I looked up from my clipboard for the next patient. Skin and bones, she came to me coughing into the dishtowel around her neck. "Ako si Katie." I greeted her with a handshake and a smile. "How long have you been coughing?" I asked while rummaging through our bags for some masks during translation. Something about years. I showed her how to put a mask over her nose and mouth before proceeding. She had recently been diagnosed with tuberculosis by a local physician. She was receiving treatment, was distancing herself from her family, and was coming to us for vitamins. Our interview was brief, but difficult - the rapid-fire barrage of questions about history of illness and putting priority on something that distanced me from my patient. Once we got the preliminaries out of the way, we slowed way down.

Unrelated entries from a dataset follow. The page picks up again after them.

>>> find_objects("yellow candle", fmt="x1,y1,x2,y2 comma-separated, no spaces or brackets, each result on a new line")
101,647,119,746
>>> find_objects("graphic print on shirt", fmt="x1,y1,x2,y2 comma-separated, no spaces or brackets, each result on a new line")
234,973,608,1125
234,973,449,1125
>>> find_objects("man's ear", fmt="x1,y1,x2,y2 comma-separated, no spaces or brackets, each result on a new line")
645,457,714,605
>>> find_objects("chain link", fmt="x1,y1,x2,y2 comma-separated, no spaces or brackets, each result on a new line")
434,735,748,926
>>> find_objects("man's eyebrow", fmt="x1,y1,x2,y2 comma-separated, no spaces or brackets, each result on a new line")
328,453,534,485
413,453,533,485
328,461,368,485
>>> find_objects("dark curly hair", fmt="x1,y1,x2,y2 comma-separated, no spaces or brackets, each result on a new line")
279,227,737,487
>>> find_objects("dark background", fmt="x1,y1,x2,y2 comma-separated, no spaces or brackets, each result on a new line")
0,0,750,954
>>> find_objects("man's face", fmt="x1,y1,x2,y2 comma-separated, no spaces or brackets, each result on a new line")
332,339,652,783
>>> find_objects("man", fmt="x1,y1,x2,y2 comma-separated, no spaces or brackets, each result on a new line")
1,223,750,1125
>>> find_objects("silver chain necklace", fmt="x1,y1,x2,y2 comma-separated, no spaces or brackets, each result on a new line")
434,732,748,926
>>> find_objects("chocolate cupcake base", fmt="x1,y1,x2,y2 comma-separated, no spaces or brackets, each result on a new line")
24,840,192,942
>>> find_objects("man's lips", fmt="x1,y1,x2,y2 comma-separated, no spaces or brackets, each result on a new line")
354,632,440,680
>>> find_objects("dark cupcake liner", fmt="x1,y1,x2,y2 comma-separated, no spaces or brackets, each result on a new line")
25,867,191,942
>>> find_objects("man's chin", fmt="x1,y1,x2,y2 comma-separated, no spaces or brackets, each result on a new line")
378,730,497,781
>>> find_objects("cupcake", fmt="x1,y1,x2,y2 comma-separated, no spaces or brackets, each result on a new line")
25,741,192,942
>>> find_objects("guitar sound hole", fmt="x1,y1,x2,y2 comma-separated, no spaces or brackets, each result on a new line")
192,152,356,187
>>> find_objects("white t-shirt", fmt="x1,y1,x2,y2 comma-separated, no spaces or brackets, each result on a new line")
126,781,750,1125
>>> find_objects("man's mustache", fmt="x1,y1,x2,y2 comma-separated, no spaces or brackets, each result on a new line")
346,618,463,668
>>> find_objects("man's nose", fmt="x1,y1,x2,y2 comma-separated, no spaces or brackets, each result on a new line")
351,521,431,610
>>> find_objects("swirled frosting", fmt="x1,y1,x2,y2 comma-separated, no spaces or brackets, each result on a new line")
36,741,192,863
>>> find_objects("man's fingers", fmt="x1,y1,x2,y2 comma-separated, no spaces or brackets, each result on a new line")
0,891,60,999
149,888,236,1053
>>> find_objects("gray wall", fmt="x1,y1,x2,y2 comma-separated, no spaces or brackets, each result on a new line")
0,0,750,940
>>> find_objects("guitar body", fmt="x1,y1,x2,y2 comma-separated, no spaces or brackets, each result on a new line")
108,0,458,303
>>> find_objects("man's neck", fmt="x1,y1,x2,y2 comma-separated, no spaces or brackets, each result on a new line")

We locked eyes, and I put my hand on her knee. "This is such a difficult disease, but I am so proud of you." I paused for translation. "You are doing all of the right things." Translation. "This disease is not your fault." Her tiny frame heaved with giant tears mid-translation as she let herself be hugged by this strange white woman, with insta-tears streaming down her own face. We prayed together.
She thought she came for vitamins. I thought she came so we could help her with access to healthcare for diagnosis and treatment of tuberculosis. But it was apparent she really came for an ounce of dignity, to be spoken a word of self-worth and affirmation, to have the powerful words spoken over her that she is precious in the eyes of her Maker.